Happily Ever After

Life in The Rural Retreat with a beautiful wife, three cats, garden wildlife, a camera, a computer – and increasing amounts about running

Earlier posts can be found on Adventures of a Lone Bass Player, where this blog began life. Recent entries can be found here.

 


Rockin' In The Hebrides

by Russell Turner - 15:48 on 04 August 2016

It’s summer. It’s August. It’s raining. The Black Isle Show will have been a moist affair today. Yesterday was not as bad but still inclement enough to have put a bit of a damper on the Skye Highland Games at Portree. Maybe that’s why the community centre, venue of the after-games dance, was only lightly filled at the beginning of festivities – most people were home changing into dry clothes.

Spared of the need to transport our PA, City Limits needed just two cars to move personnel, one hanger-on, and instruments the 110 miles from Inverness to Port Rìgh where, after a lengthy soundcheck overseen by the local provider of amplification services, we sought out and eventually found our accommodation at Rhu an Dunain, cunningly hidden outside town at the end of several twisty roads.
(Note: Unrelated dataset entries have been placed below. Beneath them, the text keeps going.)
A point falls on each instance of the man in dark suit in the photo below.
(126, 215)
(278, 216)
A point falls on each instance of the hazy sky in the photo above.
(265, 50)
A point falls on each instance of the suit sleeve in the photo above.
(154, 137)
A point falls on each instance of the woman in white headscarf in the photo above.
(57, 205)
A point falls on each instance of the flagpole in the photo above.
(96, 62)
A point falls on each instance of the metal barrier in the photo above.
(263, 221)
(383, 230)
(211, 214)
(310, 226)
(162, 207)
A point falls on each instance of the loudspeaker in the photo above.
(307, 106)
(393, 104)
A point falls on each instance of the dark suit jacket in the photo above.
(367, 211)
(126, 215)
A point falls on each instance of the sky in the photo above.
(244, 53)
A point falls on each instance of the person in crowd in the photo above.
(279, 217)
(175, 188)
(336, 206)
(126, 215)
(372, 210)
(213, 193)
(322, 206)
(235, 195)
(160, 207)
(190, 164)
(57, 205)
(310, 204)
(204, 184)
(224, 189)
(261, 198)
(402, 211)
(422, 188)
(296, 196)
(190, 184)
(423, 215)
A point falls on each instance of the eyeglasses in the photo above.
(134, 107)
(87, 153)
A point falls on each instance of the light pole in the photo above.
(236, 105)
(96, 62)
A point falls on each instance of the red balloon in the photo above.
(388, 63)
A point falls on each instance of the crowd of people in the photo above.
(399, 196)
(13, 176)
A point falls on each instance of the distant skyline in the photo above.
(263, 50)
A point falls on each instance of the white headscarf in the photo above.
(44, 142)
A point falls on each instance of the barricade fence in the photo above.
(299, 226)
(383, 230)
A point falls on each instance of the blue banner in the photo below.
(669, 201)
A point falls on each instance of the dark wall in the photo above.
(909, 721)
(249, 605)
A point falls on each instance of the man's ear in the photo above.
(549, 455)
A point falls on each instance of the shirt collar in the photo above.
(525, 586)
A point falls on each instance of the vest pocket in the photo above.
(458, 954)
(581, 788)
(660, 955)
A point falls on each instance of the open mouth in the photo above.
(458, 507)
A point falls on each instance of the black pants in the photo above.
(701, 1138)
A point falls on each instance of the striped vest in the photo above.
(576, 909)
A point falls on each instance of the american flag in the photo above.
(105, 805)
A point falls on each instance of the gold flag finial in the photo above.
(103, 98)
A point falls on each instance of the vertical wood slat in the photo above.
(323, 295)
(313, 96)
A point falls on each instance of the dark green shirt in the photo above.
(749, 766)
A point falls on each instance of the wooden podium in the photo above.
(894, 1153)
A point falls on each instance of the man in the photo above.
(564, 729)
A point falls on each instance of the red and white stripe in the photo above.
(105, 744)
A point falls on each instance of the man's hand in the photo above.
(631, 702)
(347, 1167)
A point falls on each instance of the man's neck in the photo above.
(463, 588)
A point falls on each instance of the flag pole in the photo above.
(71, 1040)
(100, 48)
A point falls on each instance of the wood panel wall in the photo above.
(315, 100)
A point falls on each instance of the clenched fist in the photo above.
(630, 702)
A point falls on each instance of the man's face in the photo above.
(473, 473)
After a warm welcome at the former B&B, pressed into service by event organisers because Skye was fully booked, we dumped bags and returned to Portree for food, Sam and I keen to sample the delights of the Taste of India – a venue embraced with varying degrees of enthusiasm by the rest of the group. It turned out to be a fine choice, with food just as good as its sister restaurant outside Kyleakin.

Fed and watered, or wined and dined according to inclination, we strolled across to the community centre to discover Sheepshank Redemption well into their ceilidh-based set but being mostly ignored by the smattering of punters inside the hall. The lack of enthusiasm continued after we took their place for our first set, but having been warned that this was the usual state of affairs we didn’t worry.

More people had arrived in time for the ceilidh band’s second set, which featured much unskilled ethnic dance in the body of the hall, and even more people by the time we concluded the evening with our second set which ended at one o’clock with an enthusiastic audience shouting for more. They should have got there earlier.

We’re out again on Friday night, back at our favourite venue of Johnny Foxes, and with fingers crossed that not everyone has gone to the nearby Belladrum music festival. With luck I’ll have recovered from Hebridean travel by then.